Thanks @hunterk for taking time to investigate this, so now we know it was intentional. My idea take benefit of the autoscale option, is to set 4 elements shifted to each corner,
When the screen resolution or RA windows changes, these elements always stay on the edges, while applying vertical and horizontal elements centered on the back, so those will fill the empty space when those border elements move from each other.
That worked great for a landscape overlay, but when i tried a portrait one, i see the elements shift to the sides or stay in the horizontal border, but stay always vertically centered.
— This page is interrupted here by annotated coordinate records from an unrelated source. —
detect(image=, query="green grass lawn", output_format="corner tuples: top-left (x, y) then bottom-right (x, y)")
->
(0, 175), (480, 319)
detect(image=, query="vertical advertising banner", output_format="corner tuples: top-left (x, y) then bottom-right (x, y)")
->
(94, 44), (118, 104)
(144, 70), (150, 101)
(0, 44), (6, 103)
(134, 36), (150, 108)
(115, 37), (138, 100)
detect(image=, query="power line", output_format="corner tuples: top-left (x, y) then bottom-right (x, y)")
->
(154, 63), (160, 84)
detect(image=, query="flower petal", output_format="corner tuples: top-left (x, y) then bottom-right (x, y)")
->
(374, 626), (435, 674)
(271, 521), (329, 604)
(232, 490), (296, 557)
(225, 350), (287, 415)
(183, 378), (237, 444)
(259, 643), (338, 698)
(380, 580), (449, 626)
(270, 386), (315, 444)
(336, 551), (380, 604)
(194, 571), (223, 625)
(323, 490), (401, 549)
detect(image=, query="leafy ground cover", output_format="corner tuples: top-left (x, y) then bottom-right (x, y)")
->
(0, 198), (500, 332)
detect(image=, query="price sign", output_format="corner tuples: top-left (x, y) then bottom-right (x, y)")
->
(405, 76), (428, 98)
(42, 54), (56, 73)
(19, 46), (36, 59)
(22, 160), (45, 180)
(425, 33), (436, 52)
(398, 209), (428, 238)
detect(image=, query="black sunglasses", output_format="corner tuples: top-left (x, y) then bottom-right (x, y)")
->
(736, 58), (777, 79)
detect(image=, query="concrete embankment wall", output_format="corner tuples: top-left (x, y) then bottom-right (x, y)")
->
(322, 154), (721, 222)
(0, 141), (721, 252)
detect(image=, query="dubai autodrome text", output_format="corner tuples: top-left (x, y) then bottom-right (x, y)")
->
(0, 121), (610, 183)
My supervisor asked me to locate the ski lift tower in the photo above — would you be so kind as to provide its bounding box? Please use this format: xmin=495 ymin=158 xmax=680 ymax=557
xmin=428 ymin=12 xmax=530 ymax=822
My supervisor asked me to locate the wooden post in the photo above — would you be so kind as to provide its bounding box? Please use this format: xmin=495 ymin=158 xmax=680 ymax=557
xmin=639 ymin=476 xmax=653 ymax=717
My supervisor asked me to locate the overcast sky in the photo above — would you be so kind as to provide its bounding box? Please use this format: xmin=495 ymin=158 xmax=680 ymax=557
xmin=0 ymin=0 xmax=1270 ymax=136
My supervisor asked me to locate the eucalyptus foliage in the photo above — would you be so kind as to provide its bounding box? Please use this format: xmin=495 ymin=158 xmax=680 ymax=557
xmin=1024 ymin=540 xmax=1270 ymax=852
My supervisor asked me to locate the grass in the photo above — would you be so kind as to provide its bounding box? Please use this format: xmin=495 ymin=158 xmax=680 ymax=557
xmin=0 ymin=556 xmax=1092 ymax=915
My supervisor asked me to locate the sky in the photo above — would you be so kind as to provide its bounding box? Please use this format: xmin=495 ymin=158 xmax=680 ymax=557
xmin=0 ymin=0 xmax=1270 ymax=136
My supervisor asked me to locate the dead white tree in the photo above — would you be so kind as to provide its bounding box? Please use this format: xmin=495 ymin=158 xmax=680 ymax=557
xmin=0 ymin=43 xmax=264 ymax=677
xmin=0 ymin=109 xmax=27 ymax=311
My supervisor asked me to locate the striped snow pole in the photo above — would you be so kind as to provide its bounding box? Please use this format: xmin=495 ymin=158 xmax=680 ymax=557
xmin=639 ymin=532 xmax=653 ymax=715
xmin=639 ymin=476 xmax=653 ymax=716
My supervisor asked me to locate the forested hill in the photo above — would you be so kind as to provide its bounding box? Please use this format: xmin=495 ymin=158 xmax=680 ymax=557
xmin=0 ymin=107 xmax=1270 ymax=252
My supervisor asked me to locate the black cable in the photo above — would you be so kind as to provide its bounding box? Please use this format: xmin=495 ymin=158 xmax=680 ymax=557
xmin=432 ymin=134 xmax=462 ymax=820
I made a 16:9 screen ratio portrait overlay @ 1080x1920, and when i tried that on a phone that has a taller screen ratio, (18,5:9) . I got a vertically centered overlay, with the screen or view port stick or shifted to the top edge. (like it does on landscape mode)
just like this:
Anyways, I’m gonna put this here so maybe its useful for some one, or maybe i forget what i did:
Ended up, doing this: made the portrait overlay at the most common screen ratio used mobile phones nowadays ( 9:20 ) at a resolution of 1080x2400.
On 9:20 and 9:18.5 aspect ratios screens, i set the video scaling to 4:3, and i get the game screen on place with the overlay.
For a smaller aspect ratio (9:16) i set video scaling to CORE PROVIDED to fit in the overlay viewport space.